The Women Entrepreneurs Finance Initiative (We-Fi) recently announced a new round of funding, providing USD15m of funding to the African Development Bank’s Africa Digital Financial Inclusion Facility. We-Fi is hosted by the World Bank Group and is a partnership among 14 governments, 8 multilateral development banks, and other public and private sector stakeholders.
This funding is critical to women-led businesses in Africa trying to access funding. It arrives at an important time, post-pandemic, aiming to reduce the gap in access to finance for women. This round of funding is aimed at assisting businesses in Cameroon, Egypt, Kenya, Mozambique, and Nigeria.
How would you describe regulatory frameworks in Africa as they apply to the private equity industry?
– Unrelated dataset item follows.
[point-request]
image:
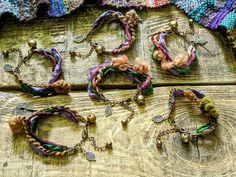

The regulatory framework is fragmented and can differ significantly from one country to another. Countries that have created policy certainty and open dialogue with the industry, such as Mauritius, have benefited from this enabling environment.
What due diligence and risk management considerations should be part of the process?
Investors in emerging markets cite political risk and currency risk as their most important considerations when investing. For both of these risks, robust due diligence processes that look at the individuals executing the investment and the investment environment are essential.
Diversification is a critical risk management consideration supported by the pan-African investment strategies that most private equity investors follow.
What’s the role of the Mauritius International Financial Centre (IFC) on the international chessboard of private equity?
The Mauritius IFC is a core part of the Mauritian economy, incorporating cross-border investment and corporate banking, private banking, and wealth management.
The role of the Mauritius IFC regarding private equity is to continually develop, promote and facilitate measures around enhancing regulation and the business environment, further developing skills in the financial services sector, ensuring global best-practice alignment, and managing country reputational risk, to grow its contribution to GDP.
Mauritius is already an expert facilitator and gateway of investment flows into Africa, facilitating the routing of more than USD80bn of foreign direct investment into Africa, and the over 180 management companies on the island, structure approximately 25% of private equity funds investing into the continent, according to a report done by Capital Economics for the Economic Development Board.
The IFC must continue pushing initiatives such as the Mauritius Africa FinTech Hub, an ecosystem attracting entrepreneurs and investors in one of the fastest-growing private equity sectors: IT and e-commerce. The Financial Services Commission of Mauritius also has its finger on the pulse of global sustainability initiatives and laid out its first guidelines on 23 December 2021 for the issue of green bonds, a step forward in attracting impact investors, a key growth area in private equity.